My four wethers are 2-1/2 years old. I have let them get overweight. I was told they are boar/nubian mix.

They are in good hiking condition (so far). About 2-3 times per week they hike briskly uphill for 1-1/2 miles and a 500-ft elevation gain and do a 5-mile circuit including that, then come back happy and comfortable.

But they are way past the back-of-the-hand rib test. Two of them seem to be so flat-back round that their (lightly loaded) saddles no longer fit well or stay in place while on trail.

In hindsight, I kept feeding winter servings of mostly alfalfa during last summer when they also got apparently plenty trailside forest browse. They each consume about a 4" length of a small hay bale each day. They each also get 1/2 cup grain each morning.

Here is a short video showing all four goats from various angles 




. I hate for a diet to deprive them of essential energy for sub-zero temps this winter (starting tonight).

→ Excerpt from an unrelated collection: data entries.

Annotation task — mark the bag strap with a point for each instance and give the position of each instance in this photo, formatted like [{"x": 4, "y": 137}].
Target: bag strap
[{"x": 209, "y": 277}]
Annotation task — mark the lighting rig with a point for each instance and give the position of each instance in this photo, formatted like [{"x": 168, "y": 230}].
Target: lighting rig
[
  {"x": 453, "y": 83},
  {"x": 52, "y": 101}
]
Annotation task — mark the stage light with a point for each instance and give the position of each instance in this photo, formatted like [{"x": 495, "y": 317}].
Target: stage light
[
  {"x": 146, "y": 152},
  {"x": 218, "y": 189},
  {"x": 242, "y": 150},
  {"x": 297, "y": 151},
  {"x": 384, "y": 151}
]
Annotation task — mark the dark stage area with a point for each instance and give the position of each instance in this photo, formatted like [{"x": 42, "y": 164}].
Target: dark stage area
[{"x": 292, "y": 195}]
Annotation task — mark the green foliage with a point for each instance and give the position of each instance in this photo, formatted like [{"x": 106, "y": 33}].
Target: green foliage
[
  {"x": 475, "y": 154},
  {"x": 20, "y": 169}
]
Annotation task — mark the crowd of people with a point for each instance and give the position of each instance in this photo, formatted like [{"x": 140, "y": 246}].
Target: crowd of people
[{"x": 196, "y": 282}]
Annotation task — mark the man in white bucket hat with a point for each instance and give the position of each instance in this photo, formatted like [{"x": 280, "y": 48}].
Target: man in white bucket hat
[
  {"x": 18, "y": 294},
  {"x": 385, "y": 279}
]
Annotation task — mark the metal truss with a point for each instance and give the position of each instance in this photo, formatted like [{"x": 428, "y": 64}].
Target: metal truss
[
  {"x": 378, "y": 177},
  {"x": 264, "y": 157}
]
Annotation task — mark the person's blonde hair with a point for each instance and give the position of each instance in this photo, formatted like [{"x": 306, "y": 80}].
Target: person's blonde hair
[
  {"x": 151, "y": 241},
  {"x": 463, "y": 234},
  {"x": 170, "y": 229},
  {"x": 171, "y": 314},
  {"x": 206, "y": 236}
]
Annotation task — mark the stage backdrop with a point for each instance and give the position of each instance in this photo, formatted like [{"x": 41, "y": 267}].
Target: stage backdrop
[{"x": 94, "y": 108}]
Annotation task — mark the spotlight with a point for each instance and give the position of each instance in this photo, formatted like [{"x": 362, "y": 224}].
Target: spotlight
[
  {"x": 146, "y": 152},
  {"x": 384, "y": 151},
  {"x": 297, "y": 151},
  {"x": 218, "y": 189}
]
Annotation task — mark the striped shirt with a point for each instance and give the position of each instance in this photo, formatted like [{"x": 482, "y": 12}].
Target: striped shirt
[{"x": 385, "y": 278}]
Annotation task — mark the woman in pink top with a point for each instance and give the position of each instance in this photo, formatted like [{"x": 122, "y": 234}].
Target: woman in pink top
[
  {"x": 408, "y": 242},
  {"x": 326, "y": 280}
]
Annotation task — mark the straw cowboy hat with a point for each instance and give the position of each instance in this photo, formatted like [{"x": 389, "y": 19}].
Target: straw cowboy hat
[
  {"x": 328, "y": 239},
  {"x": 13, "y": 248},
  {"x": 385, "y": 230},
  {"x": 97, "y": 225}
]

If you can recommend any specific diet plans for winter that has worked for you, I sure would like to know.

Any suggestions please?

Thank you.
-Lee


----------



## sanhestar (Dec 10, 2008)

Lee,

they have so much fat inside that they won't suffer from lack of energy!

Just be careful not to cut their rations too much so that they have to metabolize too much fat reserves at once (can cause toxic reactions).

I would change from alfalfa to a simple grass hay (low energy) - this will have enoug roughage to keep the rumen working (and a working rumen is a good heater) and also try to do longer hikes, if your schedule allows this.


----------



## ali pearson (Aug 12, 2009)

Hi Lee-

I have a very chubby boer and an obese boer/LaMancha mix. It is so hard to deprive them, but I have to feed them only grass hay, and just a handful of dry COB a day. My other two goats are all dairy goat breeds, and don't seem to put the weight on so much. The boer did fine packing this summer because I work hard, like you do, to keep him in shape. The boer/LaMancha mix had some hoof problems, probably because he's so overweight. He's better now, and on a much stricter diet. I can tell already that keeping the other two dairy breed types in shape is going to be a lot easier than keeping the meat goat breeds in shape. 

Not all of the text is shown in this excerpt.